Russian authorities have leveled new accusations at British-based financier Bill Browder, saying the vocal Kremlin critic is now suspected of involvement in the death of his associate Sergei Magnitsky in a Moscow jail a decade ago.
In November 19 announcements that were swiftly dismissed by Browder as baseless and "Kafkaesque," state prosecutors also told a news conference that they had charged Browder in absentia with forming a "transnational criminal group."
The accusations are the latest chapter in an ongoing battle between the Kremlin and Browder, a U.S.-born Briton who was once the biggest foreign investor in Russia but fell afoul of the government and is now a foe of President Vladimir Putin.
In a tweet, Browder said that "Putin's 'fever dream' response to being caught poisoning the Skripals is accusing me of four murders, including poisoning of Sergei Magnitsky."
The remark was a reference to the poisoning of ex-spy Sergei Skripal and his daughter in England in March, which Britain accuses Russia of carrying out with a nerve agent developed in the late Soviet era.
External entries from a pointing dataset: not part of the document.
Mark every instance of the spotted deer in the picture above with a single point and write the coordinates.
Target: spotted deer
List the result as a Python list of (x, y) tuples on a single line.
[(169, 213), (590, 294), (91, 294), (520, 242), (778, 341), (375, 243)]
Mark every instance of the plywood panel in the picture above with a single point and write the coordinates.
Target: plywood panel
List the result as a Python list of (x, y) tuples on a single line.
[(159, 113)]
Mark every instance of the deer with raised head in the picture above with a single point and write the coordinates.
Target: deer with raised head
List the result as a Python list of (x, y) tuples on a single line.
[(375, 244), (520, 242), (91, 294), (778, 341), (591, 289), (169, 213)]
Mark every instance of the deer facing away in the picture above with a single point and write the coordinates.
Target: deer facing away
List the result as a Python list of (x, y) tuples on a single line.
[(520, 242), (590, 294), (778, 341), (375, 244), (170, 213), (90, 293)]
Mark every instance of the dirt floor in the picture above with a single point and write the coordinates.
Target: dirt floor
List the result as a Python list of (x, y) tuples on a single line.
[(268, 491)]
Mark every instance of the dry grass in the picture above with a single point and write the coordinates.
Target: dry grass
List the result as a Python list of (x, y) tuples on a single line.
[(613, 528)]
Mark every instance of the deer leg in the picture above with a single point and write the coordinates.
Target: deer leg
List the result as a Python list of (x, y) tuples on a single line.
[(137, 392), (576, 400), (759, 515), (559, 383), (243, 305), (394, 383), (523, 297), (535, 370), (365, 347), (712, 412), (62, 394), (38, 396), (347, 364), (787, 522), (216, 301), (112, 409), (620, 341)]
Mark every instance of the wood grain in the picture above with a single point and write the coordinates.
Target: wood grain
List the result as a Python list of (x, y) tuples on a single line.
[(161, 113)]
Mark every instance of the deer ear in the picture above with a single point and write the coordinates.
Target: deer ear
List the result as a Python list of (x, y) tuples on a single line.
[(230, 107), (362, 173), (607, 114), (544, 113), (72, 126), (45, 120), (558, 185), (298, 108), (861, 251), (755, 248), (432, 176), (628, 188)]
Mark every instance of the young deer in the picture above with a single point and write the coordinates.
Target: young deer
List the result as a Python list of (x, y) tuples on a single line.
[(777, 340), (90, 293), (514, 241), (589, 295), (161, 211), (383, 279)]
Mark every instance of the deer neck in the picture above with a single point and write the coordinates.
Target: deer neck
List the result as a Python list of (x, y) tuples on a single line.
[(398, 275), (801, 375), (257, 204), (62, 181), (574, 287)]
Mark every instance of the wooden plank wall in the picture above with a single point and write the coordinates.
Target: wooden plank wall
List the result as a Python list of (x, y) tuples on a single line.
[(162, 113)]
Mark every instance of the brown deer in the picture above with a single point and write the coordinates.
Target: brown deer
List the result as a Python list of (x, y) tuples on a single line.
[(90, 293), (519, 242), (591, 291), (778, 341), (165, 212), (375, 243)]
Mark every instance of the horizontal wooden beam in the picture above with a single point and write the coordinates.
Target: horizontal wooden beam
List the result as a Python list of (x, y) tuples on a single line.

The Russian claims come ahead of an Interpol election that could put a Russian Interior Ministry veteran at the head of the international policing group despite allegations that Moscow has used the agency to pursue political enemies, including Browder.
Browder was the employer of Magnitsky, a Russian lawyer who was arrested in 2008 after exposing a scheme in which mid-ranking Interior Ministry, tax service, and other officials allegedly defrauded the Russian state of $230 million.
The officials who Magnitsky accused turned the tables, claiming he perpetrated the fraud himself, and he died in jail in November 2009 after what associates and activists said was a beating, the denial of medical care, and treatment that amounted to torture.
Since Magnitsky's death, Browder has campaigned for laws in countries worldwide that are designed to punish those responsible for human rights abuses -- including the 2012 U.S. Magnitsky Act, which riled the Kremlin.
Magnitsky was prosecuted and convicted posthumously, a development that caused outrage abroad, and a Moscow court sentenced Browder in absentia to nine years in prison in December 2017 after convicting him of large-scale tax evasion.
At the news conference in Moscow, Nikolai Atmonyev, an assistant to Russia's prosecutor-general, said the authorities were investigating Browder's possible involvement in what he called "the fatal poisoning with a chemical" of Magnitsky and three other people.
Another representative of the Prosecutor-General's Office, Mikhail Aleksandrov, claimed that Magnitsky and three other late associates of Browder had been poisoned with a chemical substance that he suggested was of Western origin.
"Russia never conducted targeted studies" of the substances in question, Aleksandrov said, adding that "toxicological studies of aluminum compounds have been conducted exclusively by research centers in the United States, France, and Italy."
The officials presented no evidence to back the alleged poison suspicion. But Prosecutor-General's Office spokesman Aleksandr Kurennoi claimed that Oleg Lurye, a journalist who was Magnitsky's cellmate, has said Browder might have poisoned Magnitsky.
Atmonyev also said Browder was also charged with organizing a transnational criminal group and will be added to an international wanted list, while any property he has in Russia will be impounded.
Browder said on Twitter that the Russian accusation came one day before "the Dutch government will be inviting all EU member states to The Hague to propose an EU wide Magnitsky Act."
"In advance of that, the Russian government today has accused me of murdering Sergei Magnitsky," he tweeted. "Kafkaeske to say the least."
Browder also suggested that the Russian accusations were connected to an election expected on November 21 in which a Russian, Aleksandr Prokopchuk, could be chosen as president of the French-based Interpol.
"On the eve of Interpol deciding whether a Russian official should be president of Interpol, the Russian prosecutor's office holds a huge press conference about me and how they will chase me down anywhere in the world," he tweeted. "I really struck a nerve with the Magnitsky Act."
Browder, who was barred from entering Russia in 2005, has been detained several times in various countries -- most recently in Spain in May of this year -- while Interpol sought to verify arrest warrants issued by Russia.
Kremlin spokesman Dmitry Peskov sought to challenge Browder's criticism, telling journalists in Moscow that the "so-called Browder case began, as far as I know, long before the episode with the Skripals" -- but said a "new episode was added" to the case.
Browder's lawyer, Aleksandr Antipov, cried foul, saying that the Russian Prosecutor-General's Office and Investigative Committee officially informed him that Browder was not under investigation as a suspect in any case.
Antipov called the prosecutors' new accusations "illegal" and said he will fight them.
"Today's information was unexpected and unclear because by the law, first the person who is going to be charged and his/her lawyers must be informed about the charges before they are made public," Antipov said.
Peskov also said that the Kremlin "naturally" supported Prokupchuk, who is now an Interpol vice president, and wanted him "to be victorious in this election."